Al-Haq welcomes Norway’s Government Pension Fund Global’s (GPFG) decision to sell its shares in Israel’s Paz Retail and Energy, Israel’s largest operator of gas stations. The decision was based on the fact that the company “owns and operates” nine gas stations in the West Bank. GPFG’s Council on Ethics concluded that Paz Retail and Energy’s operations in supplying the settlements is illegal: By operating infrastructure for the supply of fuel to the Israeli settlements on the West Bank, Paz is contributing to their perpetuation . . . the settlements have been established in violation of international law, and their perpetuation constitutes an ongoing violation thereof.”

The International Court of Justice (ICJ) recognised the illegality of such settlements in the Advisory Opinion (AO) of 2004, Legal Consequences of the Wall in the Occupied Palestinian Territory. Last year, the ICJ further ruled that the whole occupation –– therefore the mere presence of Israel in the Palestinian territory –– is illegal in its Advisory Opinion on the Legal Consequences Arising from the Policies and Practices of Israel in the Occupied Palestinian Territory, including East Jerusalem. In light of this illegality, the ICJ found that Third States, like Norway “are also under an obligation not to render aid or assistance in maintaining the situation created by Israel’s illegal presence in the [OPT]” (para. 279). To this end, States are under an obligation to “abstain from entering into economic or trade dealings with Israel concerning the Occupied Palestinian Territory or parts thereof which may entrench its unlawful presence in the territory […] and to take steps to prevent trade or investment relations that assist in the maintenance of the illegal situation created by Israel in the [OPT]” (para. 278).

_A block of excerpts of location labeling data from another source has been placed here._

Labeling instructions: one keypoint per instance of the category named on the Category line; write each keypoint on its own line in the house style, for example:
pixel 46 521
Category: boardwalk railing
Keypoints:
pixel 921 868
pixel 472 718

As indicated by Al-Haq in a previous joint statement, following the Advisory Opinion, Norway’s Council on Ethics tightened its guidelines last year, setting forth a broader definition of unethical behaviour, which significantly has led to GPFG’s recent divestments from two companies linked to the Israel’s settlement enterprise, namely Bezeq and Paz Retail and Energy. The Council on Ethics recommended the divestments following its review of activities in the Occupied Palestinian Territory (OPT). This review included the assessment of 65 companies in the fund’s portfolio working in diverse sectors supporting the occupation. While the council cleared most of these companies, it “did not say whether it had made more recommendations to divest.”

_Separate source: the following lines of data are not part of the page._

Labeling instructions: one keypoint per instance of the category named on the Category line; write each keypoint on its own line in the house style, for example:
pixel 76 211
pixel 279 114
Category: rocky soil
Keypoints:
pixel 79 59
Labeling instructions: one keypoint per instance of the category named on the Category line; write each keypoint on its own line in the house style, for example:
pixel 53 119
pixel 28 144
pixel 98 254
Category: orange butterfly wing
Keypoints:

While Al-Haq staunchly welcomes the divestments as an important correction of international law, we note that this is a first step and further divestments need to urgently follow. The Don’t Buy Into Occupation (DBIO) coalition (2024), revealed that the GPFG ––the largest European investor globally –– was managing bonds and shares amounting to 1,186 million dollars (USD) of bondholding and 18,759 million USD of shareholding, in businesses operating in the settlements. By investing Norway’s public pension fund in Israel’s unlawful settlement enterprise, Norway is contributing to the violation of peremptory norms of international law, including the denial of the right of the Palestinian people to self-determination, the prohibitions of the use of force and of racial discrimination and apartheid.

Al-Haq welcomes Norway’s divestment of GPFG from Paz Retail and Energy and urges Norway to refrain from assisting Israel in maintaining and entrenching its settler colonial apartheid regime in the Occupied Palestinian Territory (OPT). This requires full and total divestment of the GPFG from all settlement enterprises, and more broadly from all entities maintaining Israel’s unlawful presence in the OPT.